All was going well until about August 15 when I went on a simple training ride of about 12 km (7.5 mi). Should have been a non-event. But when I got home I felt like I had rode over 100 km (62 mi). Totally exhausted. But even worse. Within an hour of getting home and taking my shower I was in bed with a blaring headache and severe chills. Slept for 12 hours.

I thought this was weird. But really, I thought, I was just a bug or something I had caught. (A metaphorical bug. Not the kind I always swallow when I ride because I am a mouth breather.) But I did think it strange that I felt fine before the ride.

Did a couple of easy short rides during the next 6 days.

Then on August 25 I went on an almost 3 hour, 33.5 km (20.7 mi) easy pace ride. And when I got home, you guessed it; I had the same physical "symptoms" as the previous weekend.

So I did a lot of googling and asked Brother Mark who is wise in all things bicycle. Based on these consultations, here what I believed happened.

While doing all this great training, I foolishly neglected the care and feeding of my body. I wasn't drinking the important after-ride protein drink essential to muscle repair and strengthening. And I wasn't eating enough high quality carbs to fuel my exercise schedule. As a result, I dangerously depleted my glycogen reserves (Glycogen is the food energy in your blood and tissues which your body utilizes for power when exercising). So I had weak muscles and fumes in my energy tank.

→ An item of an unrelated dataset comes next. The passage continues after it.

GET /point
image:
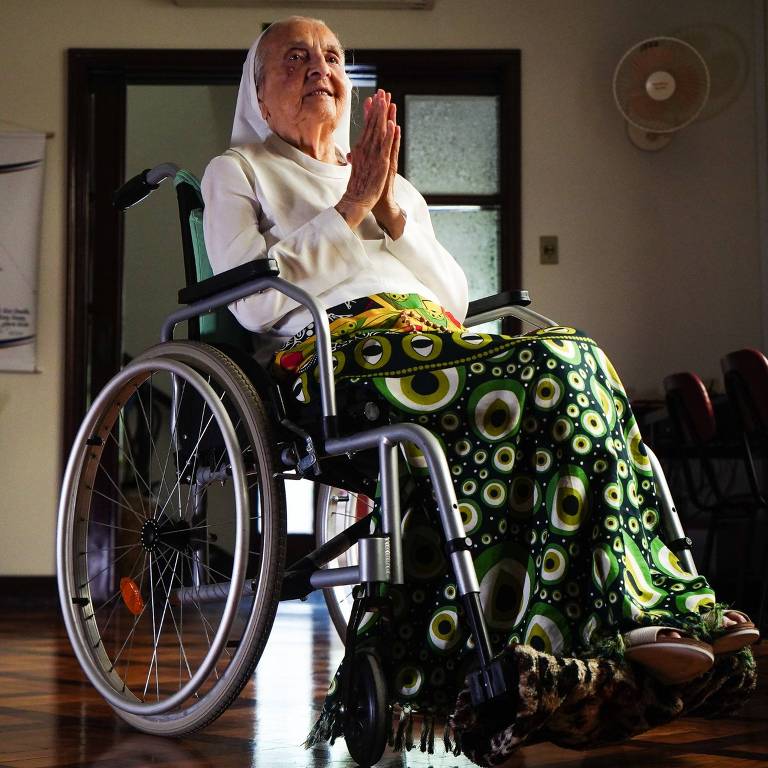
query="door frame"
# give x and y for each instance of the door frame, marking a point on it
(97, 81)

And my body essentially said, "Forget this. I don't perform if you don't provide."

The cure? Here's what I hope will help: Since a 4.3 km (2.6 mi) ride on August 31 (I was puttering along with my daughter's little white dog, Snicket, at 8.5 kph / 5.27 mph -- you probably walk that fast), I have not been on a bike. I have eaten a lot of healthy food. I have drank a lot of protein shakes. I have rested and I have gained about 8 lbs (I kind of miss my almost skinny look. But I will have it back on the third day of our big ride).

I hope I will be rested, and strong, and glycogen replenished when we pedal down Brother's Mark Prescott, Arizona driveway on the morning of September 14 and head north to Ash Fork where we join Route 66.

The lesson learned: Pay as much attention to fueling your body as you do the number of kilometers (miles) you pedal.